2) We had a few very remarkable leaders. Benjamin Franklin is a once-in-500-years genius; among other things persuading the French to help. John Adams dedicated his life to the idea of freedom for all. George Washington had character (and experience) rare in the history of military commanders.
All of your social histories are third order effects at best compared to these.
So, we come to the point where seniors at the nation's top 50 institutions know next to nothing of history. They can't even randomly guess that Yorktown was the culminating battle of our seven year struggle for independence. They have no familiarity with that struggle, or any clue as to what lessons should be brought forth to the war today.
We, in America, are each a King. We are equally responsible for the future. Machiavelli had a lot of good advice for a Prince who would be a good King. "A prince" he said "must have no other objective, no other thought, nor take up any profession but that of war."
A young US financier-prince would do well to know of how the Egyptians lost to the Israelis, how Walter Cronkite abdicated journalistic integrity for two generations to follow (at least), the general size of a modern brigade, how many young men lost their lives at Gettysburg and Iwo Jima, what happened at Valley Forge, and how David manged so secure his kingship. In adding to this list, I'm just not sure when I am going to get to the social issues the kids are actually being taught.
Ed, I am surprised that under your 1) you say that the Revolution happened because "we" wanted it to happen, and then a few sentences later you call social history "third order."
After all, social history answers some very important questions and your number 1:
Who were the people you call "we"? They were not like us in a lot of ways and social history helps us understand that. Social history allows us to explore the motivations of people like Joseph Plumb Martin, George Robert Twelves Hewes, and Harry Washington. (If you don't know who these people are, you're missing a deeply important part of Revolutionary historiography that social history gave us.)
What did they think freedom meant, and more importantly for the Revolution, what did they think "liberty" meant? Again, social history gives us a window into these problems (and here I'm thinking, for starters, of Bob Gross's incomparable social history "The Minute Men and their World").
Why did they make the decisions they made--to fight for the Revolution, or to fight against it, or merely to acquiese to it? As you note, they had powerful ideas, and social history exposes how ordinary people engaged with and developed these ideas and how those ideas shaped their actions.
By ridiculing social history, you're ignoring thirty years of ground-breaking historiography.
If you like I can post a list of recommended readings on the non-military historiography of the Revolution. You might find it interesting and enlightening.

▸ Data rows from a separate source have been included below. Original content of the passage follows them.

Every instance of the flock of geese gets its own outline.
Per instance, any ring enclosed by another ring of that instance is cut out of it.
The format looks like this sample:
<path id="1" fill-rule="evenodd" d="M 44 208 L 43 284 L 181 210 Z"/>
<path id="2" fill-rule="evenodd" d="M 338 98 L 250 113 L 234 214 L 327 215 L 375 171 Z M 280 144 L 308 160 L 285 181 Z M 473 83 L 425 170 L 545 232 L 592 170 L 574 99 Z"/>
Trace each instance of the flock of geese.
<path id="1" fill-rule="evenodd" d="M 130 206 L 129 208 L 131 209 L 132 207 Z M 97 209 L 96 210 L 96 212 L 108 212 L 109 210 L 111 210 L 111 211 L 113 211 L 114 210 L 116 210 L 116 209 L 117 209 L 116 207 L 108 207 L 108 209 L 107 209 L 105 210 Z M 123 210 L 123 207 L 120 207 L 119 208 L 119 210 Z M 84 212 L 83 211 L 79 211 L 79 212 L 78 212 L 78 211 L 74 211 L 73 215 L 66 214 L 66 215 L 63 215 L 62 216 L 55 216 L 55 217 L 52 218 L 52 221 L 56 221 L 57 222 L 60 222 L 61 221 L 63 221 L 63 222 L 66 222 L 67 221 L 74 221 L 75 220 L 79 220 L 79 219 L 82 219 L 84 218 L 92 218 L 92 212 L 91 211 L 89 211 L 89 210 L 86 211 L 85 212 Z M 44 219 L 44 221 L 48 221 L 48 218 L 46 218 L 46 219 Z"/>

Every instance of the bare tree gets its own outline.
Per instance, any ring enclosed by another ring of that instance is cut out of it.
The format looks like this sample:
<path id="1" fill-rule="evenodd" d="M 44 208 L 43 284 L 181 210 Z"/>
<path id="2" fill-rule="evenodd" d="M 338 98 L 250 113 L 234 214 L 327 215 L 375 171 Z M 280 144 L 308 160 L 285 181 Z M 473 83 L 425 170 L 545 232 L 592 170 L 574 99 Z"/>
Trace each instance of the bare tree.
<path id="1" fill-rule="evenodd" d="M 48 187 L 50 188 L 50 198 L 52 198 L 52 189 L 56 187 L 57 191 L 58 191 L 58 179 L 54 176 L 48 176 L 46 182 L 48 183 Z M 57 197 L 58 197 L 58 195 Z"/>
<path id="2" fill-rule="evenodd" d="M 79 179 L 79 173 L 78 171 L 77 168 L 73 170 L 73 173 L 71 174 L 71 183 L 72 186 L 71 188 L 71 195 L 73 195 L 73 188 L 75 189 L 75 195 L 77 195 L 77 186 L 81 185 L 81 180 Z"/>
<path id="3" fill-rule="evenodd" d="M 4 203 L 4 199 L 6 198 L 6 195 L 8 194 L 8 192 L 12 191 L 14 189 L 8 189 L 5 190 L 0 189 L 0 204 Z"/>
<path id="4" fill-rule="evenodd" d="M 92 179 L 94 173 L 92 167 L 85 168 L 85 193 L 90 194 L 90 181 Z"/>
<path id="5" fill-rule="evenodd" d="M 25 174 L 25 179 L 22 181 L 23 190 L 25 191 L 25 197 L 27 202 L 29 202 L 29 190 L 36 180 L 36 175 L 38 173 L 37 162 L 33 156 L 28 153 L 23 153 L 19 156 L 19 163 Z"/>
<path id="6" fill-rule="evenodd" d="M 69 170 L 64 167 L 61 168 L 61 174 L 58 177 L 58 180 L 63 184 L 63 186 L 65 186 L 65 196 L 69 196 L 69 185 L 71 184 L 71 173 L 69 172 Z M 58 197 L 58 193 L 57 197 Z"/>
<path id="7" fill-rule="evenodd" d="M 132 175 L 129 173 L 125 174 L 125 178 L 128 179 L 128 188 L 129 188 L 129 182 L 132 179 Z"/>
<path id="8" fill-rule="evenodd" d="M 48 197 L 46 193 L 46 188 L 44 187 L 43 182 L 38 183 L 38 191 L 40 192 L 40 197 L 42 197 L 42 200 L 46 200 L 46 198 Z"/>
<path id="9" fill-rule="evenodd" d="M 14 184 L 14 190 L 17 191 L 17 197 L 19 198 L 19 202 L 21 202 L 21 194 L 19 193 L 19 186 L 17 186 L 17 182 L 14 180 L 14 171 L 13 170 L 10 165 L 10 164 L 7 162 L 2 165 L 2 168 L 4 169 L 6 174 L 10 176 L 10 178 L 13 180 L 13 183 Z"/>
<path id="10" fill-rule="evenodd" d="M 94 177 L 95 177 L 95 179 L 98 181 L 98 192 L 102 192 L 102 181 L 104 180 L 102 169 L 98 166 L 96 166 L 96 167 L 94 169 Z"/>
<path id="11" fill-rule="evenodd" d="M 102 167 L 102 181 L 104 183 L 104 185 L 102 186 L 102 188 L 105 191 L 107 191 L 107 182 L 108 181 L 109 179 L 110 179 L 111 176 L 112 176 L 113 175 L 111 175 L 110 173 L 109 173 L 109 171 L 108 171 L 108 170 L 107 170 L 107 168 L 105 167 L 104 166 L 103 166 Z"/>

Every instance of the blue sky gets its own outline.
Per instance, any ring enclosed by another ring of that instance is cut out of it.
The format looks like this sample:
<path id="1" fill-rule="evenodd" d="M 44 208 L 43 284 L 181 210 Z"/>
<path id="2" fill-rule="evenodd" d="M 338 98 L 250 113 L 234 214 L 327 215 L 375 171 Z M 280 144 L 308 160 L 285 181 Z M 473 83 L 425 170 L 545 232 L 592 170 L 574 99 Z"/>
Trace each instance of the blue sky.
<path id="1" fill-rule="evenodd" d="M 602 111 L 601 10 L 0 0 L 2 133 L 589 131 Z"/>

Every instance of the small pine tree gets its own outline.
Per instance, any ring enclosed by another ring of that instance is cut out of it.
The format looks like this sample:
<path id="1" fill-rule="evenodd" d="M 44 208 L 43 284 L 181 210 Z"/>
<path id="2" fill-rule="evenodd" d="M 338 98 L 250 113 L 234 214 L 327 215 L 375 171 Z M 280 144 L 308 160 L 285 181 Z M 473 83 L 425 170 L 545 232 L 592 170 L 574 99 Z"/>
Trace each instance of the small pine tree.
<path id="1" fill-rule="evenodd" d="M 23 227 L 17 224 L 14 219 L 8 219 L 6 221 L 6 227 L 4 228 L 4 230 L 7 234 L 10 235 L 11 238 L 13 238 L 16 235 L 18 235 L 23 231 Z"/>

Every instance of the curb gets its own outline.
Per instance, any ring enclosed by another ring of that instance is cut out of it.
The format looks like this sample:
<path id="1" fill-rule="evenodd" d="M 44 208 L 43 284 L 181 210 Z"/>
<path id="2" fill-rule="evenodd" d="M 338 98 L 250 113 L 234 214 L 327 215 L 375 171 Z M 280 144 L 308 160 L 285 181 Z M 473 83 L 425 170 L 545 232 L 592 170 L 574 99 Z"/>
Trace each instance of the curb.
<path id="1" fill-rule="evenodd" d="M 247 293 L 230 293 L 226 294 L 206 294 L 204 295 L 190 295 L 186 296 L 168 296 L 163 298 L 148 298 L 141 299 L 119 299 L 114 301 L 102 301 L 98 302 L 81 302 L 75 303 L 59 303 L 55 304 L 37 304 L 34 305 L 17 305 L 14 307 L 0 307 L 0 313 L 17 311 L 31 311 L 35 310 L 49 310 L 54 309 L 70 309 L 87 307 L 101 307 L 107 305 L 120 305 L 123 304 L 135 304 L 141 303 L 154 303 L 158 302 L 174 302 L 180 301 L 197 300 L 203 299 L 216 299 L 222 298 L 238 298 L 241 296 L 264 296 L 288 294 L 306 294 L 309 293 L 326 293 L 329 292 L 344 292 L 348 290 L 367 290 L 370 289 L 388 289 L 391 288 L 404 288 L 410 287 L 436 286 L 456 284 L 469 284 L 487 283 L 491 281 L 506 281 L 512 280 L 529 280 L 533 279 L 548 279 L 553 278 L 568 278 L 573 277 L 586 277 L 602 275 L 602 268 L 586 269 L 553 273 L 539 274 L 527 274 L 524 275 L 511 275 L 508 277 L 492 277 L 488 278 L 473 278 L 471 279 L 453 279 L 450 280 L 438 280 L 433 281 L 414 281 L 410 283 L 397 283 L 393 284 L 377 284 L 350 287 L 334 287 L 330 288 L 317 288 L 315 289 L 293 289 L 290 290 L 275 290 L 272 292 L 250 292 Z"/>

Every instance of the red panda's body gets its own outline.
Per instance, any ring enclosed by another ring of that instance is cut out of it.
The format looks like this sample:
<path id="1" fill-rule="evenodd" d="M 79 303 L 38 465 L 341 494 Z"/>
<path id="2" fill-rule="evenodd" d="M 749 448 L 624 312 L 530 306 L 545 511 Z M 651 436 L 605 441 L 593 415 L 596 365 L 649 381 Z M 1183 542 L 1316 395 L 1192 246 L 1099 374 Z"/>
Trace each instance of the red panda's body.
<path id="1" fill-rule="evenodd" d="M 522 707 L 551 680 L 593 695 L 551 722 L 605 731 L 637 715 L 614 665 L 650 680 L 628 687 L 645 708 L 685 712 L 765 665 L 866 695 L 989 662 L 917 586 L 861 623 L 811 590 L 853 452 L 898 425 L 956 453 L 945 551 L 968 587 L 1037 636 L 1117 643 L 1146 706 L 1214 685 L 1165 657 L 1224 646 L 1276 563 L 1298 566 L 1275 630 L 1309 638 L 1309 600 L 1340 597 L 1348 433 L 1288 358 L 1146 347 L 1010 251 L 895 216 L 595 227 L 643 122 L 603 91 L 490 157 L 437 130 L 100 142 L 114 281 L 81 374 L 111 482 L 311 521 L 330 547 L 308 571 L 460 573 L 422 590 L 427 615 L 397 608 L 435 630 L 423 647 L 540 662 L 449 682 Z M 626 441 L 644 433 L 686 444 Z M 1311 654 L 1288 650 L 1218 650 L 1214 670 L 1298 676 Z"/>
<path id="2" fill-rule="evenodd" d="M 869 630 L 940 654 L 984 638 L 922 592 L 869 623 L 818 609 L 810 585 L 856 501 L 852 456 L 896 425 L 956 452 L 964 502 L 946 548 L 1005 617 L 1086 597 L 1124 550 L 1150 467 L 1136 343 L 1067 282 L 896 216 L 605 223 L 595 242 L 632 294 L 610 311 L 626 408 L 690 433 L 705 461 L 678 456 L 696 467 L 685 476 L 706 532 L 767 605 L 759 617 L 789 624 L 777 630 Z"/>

Rebecca, a short note right now. Gross' book is 242 pages. If he is really good, there are 3-4 ideas that an intellectual like me will retain six months hence. If he is really, really good, there is one idea the average top tier student will retain two years past graduation.
I'm not ridiculing your research interests. What I and other education reformers try to do is point out the real needs of non-specialist students.
Happy Independence Day!!!
ed
Anonymous wrote somewhere above, "The causes and effects of that war make for a much more important story . . ." That is a common and false assumption about many wars and a major limitation of European history textbooks I use. Something happens in the wars, and I am not talking exclusively about battles and high politics. I'll leave it to the Americanists to say how the experience of a long war affected this country, but I do not think one can properly understand Imperial Germany without some reference to its experiences in the Franco-Prussian War, even if that war lasted only a matter of months, not years.